There is increased speculation that Michelin could return to Formula One next season after Bernie Ecclestone confirmed the French firm was interested in supplying the sport for next year.

Formula One does not currently have its tyre supply for 2014 confirmed, although Pirelli is known to have commercial contracts in place with all but one team. It's a point Ecclestone too has acknowledged, making any change in supplier difficult.

Michelin is said to have told teams over the Monaco Grand Prix weekend that it was not interested in supplying Formula One next season. In July it was suggested by some outlets that Michelin would announce its interest during the first week of August, though that date has come and gone.

It has also been reported that should Michelin enter F1 it would want to move away from the current 13-inch wheels to 18-inch wheels for 2016, and does not want to produce the type of fast-wearing rubber Formula One has had for the last three seasons. Ironically it was the teams themselves that gave Pirelli its initial design brief for fast-wearing tyres in an effort to spice up the racing.

Pirelli Motorsport Director Paul Hembery has made his position on the current situation clear, believing it would be farcical to begin a tender process now. "If you wanted to do that then it should have been done in September of last year," Hembery said at the weekend. "Everybody will look ridiculous in that scenario."

Pirelli is in a strong position as any change in tyre supply must come via a tender process. Although not guaranteed to win such a tender Pirelli would have good reason to challenge the FIA if it was not selected following the International Tribunal earlier in the season.

Following the Spanish Grand Prix Mercedes performed unauthorised tyre testing for Pirelli. It resulted in both appearing before an FIA International Tribunal which ruled that while the test was not in keeping with the rules (and banned Mercedes from the subsequent Young Driver Test at Silverstone) it was in the best interests of Formula One and done with no malice or ill-intent. Pirelli cannot therefore be excluded from any tender process or deemed unfit for supply, thereby closing one door on the FIA's alleged desire to switch to Michelin.

However that does not escape the fact that Pirelli has been constantly in the headlines this year, overwhelmingly receiving negative press. Much of that however has been for reasons out of its control with the teams themselves complicit in many of the failures seen so far in 2013. At Silverstone a spate of failures highlighted the practice of teams running tyres on the opposite side of the car to what they were intended. It also came to light that teams were under-inflating the tyres.

Other punctures have been the result of debris, most recently when a piece of tungsten from Kimi Raikkonen's Lotus was run over by both Fernando Alonso and Sebastian Vettel during second practice in Belgium.

Had teams followed Pirelli's advice it is likely we would not have seen the same concern surrounding tyres. Perhaps Paul Hembery and his team is nave to expect Formula One teams to follow advice and recommendations rather than looking for greater performance, but the line has to be drawn somewhere and ultimately it is Pirelli which has suffered for the teams' unwillingness to listen.

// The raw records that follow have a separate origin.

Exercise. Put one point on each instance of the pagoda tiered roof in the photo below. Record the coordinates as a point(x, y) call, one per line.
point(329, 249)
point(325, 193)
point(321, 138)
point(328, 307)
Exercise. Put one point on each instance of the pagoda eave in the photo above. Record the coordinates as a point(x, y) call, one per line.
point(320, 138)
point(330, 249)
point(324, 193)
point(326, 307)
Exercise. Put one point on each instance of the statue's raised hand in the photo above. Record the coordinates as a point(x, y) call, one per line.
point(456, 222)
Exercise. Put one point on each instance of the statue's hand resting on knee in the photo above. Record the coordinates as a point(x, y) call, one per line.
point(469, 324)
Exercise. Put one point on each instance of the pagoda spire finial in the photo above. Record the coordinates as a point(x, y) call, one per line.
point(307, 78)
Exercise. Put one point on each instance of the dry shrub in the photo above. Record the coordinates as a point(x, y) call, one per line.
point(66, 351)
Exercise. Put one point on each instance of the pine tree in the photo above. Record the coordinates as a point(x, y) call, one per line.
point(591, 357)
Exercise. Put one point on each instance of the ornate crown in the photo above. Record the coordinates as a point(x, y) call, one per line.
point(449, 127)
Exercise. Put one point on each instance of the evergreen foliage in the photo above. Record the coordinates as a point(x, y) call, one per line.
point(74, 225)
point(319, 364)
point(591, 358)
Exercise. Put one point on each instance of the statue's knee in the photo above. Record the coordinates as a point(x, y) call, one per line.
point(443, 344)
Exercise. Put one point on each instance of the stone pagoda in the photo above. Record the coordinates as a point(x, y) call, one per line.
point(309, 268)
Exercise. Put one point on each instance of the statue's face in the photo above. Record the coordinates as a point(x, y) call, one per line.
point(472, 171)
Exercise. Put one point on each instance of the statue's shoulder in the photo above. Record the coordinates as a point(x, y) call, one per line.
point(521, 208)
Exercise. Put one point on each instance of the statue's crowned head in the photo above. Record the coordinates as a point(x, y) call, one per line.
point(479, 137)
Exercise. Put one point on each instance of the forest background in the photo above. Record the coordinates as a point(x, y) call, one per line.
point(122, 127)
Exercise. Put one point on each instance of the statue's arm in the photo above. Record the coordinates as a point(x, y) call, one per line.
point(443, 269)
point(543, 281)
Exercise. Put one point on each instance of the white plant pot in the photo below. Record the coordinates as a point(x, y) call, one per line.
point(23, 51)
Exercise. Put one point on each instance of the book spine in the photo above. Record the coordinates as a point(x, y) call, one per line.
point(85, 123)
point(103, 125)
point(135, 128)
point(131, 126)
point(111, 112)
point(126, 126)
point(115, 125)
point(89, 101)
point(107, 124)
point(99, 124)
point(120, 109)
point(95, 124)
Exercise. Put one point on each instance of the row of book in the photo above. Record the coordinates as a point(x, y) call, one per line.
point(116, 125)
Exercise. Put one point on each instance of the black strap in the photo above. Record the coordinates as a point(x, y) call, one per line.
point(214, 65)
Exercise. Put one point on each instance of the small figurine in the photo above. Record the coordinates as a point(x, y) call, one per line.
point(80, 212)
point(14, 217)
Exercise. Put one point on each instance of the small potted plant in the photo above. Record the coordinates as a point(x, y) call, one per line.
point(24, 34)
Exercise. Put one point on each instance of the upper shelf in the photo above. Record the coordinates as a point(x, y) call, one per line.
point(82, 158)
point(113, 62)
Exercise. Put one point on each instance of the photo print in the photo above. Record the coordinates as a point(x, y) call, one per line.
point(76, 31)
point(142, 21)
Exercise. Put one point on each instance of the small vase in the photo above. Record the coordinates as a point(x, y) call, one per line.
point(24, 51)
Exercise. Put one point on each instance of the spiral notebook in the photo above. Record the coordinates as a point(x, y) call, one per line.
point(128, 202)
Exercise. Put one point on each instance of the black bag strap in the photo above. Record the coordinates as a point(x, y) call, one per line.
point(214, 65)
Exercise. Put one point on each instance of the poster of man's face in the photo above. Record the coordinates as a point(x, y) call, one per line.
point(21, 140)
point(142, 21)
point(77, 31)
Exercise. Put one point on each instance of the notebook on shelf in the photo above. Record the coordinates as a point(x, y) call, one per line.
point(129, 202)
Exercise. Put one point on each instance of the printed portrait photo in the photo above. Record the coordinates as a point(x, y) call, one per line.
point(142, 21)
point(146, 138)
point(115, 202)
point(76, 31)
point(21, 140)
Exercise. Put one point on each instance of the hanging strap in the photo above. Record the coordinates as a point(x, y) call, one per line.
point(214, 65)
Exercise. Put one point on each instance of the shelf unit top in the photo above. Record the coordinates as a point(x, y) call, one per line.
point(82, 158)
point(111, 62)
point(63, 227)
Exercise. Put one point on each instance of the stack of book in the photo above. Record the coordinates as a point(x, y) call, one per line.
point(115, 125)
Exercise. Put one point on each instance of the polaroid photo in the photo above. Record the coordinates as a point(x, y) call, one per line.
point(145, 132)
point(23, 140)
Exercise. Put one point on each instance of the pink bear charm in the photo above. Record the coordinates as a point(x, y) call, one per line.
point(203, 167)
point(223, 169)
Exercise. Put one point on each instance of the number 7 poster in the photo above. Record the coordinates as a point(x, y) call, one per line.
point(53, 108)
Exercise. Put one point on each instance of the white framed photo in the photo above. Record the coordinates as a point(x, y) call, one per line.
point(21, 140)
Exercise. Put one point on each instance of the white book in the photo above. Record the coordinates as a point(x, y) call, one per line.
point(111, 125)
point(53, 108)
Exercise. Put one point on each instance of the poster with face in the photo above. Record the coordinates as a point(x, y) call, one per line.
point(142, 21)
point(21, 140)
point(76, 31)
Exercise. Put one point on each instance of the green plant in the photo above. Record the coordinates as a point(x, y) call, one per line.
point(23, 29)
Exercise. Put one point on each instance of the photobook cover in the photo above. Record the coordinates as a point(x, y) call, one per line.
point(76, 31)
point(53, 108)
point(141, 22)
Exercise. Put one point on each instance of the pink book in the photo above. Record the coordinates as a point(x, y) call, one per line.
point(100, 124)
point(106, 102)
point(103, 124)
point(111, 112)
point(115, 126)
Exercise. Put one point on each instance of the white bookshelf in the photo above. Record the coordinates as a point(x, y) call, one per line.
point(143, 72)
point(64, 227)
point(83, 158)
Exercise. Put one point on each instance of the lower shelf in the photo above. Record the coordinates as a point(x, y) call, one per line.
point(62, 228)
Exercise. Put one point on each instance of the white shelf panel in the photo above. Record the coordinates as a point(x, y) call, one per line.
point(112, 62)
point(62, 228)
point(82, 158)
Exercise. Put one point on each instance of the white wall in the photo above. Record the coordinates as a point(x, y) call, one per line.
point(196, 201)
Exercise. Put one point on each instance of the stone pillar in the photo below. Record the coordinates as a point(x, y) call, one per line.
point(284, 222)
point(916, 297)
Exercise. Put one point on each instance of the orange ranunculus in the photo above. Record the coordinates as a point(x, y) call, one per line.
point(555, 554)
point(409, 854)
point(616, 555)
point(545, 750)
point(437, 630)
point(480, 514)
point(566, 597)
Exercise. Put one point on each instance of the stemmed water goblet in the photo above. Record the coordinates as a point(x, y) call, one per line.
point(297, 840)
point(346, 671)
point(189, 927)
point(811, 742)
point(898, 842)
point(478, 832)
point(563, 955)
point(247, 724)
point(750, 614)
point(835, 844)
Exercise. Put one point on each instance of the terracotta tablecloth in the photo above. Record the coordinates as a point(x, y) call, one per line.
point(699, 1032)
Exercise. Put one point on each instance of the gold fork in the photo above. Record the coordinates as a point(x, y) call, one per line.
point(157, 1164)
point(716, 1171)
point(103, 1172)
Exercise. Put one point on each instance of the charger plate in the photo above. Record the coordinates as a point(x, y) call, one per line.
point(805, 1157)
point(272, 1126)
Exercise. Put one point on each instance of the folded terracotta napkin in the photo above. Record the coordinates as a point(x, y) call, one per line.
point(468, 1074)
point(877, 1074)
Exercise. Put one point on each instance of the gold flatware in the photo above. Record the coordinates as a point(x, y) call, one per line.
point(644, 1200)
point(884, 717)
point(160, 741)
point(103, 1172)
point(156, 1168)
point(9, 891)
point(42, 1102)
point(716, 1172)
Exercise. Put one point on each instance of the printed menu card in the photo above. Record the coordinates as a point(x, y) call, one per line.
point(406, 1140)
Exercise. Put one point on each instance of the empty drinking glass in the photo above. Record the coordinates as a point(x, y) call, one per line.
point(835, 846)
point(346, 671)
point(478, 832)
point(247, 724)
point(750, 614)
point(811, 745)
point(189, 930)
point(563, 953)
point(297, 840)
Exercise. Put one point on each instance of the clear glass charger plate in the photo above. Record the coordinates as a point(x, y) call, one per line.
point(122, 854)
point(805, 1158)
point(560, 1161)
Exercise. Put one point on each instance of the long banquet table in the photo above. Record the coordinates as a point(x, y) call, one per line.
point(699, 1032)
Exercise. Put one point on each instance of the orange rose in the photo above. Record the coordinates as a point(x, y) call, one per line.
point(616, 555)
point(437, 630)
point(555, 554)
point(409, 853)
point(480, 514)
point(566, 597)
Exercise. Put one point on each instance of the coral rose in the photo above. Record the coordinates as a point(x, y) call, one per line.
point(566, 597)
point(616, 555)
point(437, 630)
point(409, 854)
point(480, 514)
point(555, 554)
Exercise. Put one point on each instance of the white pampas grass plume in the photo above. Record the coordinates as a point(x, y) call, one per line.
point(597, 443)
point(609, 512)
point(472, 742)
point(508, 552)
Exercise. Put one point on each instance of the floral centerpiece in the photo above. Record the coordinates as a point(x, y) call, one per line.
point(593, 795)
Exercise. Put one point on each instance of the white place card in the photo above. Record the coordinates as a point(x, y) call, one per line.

There are now regulations in place to ensure they do, and changes to the tyres have not seen a repeat of the Silverstone fiasco where a number of tyres failed.

There remains a general feeling within the paddock that the tyres are too susceptible to 'debris' on the circuit, with Mark Webber wanting a better explanation. "We need answers, and 'debris' is not the answer," Webber argued on Friday.

For Michelin to win a tender process over Pirelli it would have to very clearly demonstrate that it is the best possible supplier for Formula One. The French company must prove it can produce tyres to an incredibly tight deadline and provide an attractive financial package to teams who currently pay Pirelli in the region of 2.6million a year.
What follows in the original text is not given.